Esta situación ha seguido su curso hasta ahora y somos las nuevas generaciones de la familia las que colaboramos en las ingratas tareas de recaudación. Por su parte, los inquilinos también han cedido su paso a nuevas generaciones, pero a diferencia de las nuestras, aquellas evidencian un notable declive de la raza y no hubieran pasado bajo ningún concepto el estricto casting de antaño. De todas formas, también hay que reconocer que algunos de los inquilinos primigenios no han resultado ser tan buenas personas como parecían, bien porque se han ido degenerando con la edad y por el trato con sus hijos, bien porque nuestros mayores no disponían de una máquina de la verdad y se creyeron más mentiras que en una campaña electoral.
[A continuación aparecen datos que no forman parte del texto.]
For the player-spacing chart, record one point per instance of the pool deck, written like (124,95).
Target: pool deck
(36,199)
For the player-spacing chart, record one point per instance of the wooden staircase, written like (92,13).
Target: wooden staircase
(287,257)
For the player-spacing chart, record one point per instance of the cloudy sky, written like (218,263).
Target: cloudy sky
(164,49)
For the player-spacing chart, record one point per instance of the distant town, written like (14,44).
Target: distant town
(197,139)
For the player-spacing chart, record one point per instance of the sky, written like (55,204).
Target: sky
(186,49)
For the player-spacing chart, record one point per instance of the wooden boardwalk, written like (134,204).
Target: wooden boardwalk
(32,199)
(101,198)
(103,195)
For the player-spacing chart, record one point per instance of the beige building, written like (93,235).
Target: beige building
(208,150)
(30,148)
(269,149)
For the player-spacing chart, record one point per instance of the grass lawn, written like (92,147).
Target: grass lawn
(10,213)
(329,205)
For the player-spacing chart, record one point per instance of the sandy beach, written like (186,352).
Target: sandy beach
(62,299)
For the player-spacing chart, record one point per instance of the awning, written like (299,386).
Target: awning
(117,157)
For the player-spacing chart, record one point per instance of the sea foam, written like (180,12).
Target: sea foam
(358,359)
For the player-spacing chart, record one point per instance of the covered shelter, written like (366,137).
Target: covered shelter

Y para complicar el asunto, los viejos inquilinos nunca mueren (¡ojalá hubieran sido rockeros, que siempre la palman pronto!) y no podemos reemplazarlos por otros nuevos que firmen un contrato de alquiler adaptado a los tiempos y dineros que corren.
Y por cuatro duros (bueno, el pico son diecinueve pesetas y nunca nos perdonan la diminuta peseta, aunque se tengan que poner la gafas de ver) tenemos que seguir porfiando con esta gente para que nos pague el alquiler de estos bienes inmuebles que poseemos (porque si fueran móviles -como todo lo de ahora- a buen seguro que habríamos llevado el edificio al borde de un acantilado para abandonarlo allí o dejarlo caer cuan largo era, como en las películas de suspense, donde todo pende de un delgado hilo fatuo y al final se despeña sin remisión).
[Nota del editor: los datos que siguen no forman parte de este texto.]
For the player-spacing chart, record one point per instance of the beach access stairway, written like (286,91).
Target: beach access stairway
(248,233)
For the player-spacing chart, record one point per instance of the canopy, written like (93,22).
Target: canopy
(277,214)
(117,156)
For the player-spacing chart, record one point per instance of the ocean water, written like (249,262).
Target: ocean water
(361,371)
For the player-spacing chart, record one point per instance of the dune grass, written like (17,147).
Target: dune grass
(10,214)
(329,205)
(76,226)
Habrá pensado el lector que exagero, que no estoy en mis cabales, que soy un sádico que hace sufrir a los demás y luego se complace en rememorar sus hazañas, o que soy un masoquista que disfruta sufriendo para recolectar una ínfima cantidad de dinero o, en fin, que estos peculiares inquilinos me han ablandado los sesos como los requesones se lo hicieron a Don Quijote. Pues puede que sí, pero lo cierto es que cada visita a aquel edificio causa en mí una honda impresión. Y de nuevo puede pensar el lector que exagero, pues esta tarea recaudatoria sólo tiene lugar una vez cada dos meses. A pesar de ello, el impacto es tal (y eso que aún no me han tirado ningún objeto contundente) que me deja varias semanas en un estado catatónico y psicótico, y cuando empiezo a sentirme aliviado de estos horribles síntomas ya han pasado los dos meses y tengo que volver, sintiéndome como un humilde peón en manos del mito del eterno retorno. Lo único que consigue mitigar la inminente llegada de la fecha aciaga es que mi familia es numerosa y nos turnamos en esta tarea recaudatoria para no quebrantar en exceso la salud mental de padres y hermanos. Aún así, ocurre con frecuencia que muchos de mis hermanos se escaquean con excusas dudosas y me toca a mí bailar con los más feos.
Así pues, recordemos que este repetitivo rito iniciático (bueno, son tantas veces que ya somos unos maestros... o maestres ) de descenso en el Averno (para situarme, siempre releo el final de la Divina Commedia antes de ir allí, por si falla el ascensor) que tan insalubres secuelas me produce, tiene lugar un día (sin duda, el día más largo) en el que dos miembros de la familia (como hemos dicho, yo soy casi siempre titular en las alineaciones), como si fuéramos una pareja de la guardia civil (incluso este cuerpo podría salir descabezado y mutilado de allí, para que el lector se haga una idea de lo que vamos a encontrar), nos dirigimos al vetusto edificio, que a nuestra vista (y no digamos a la de Don Quijote) se transforma en el más siniestro castillo que pueda uno imaginar.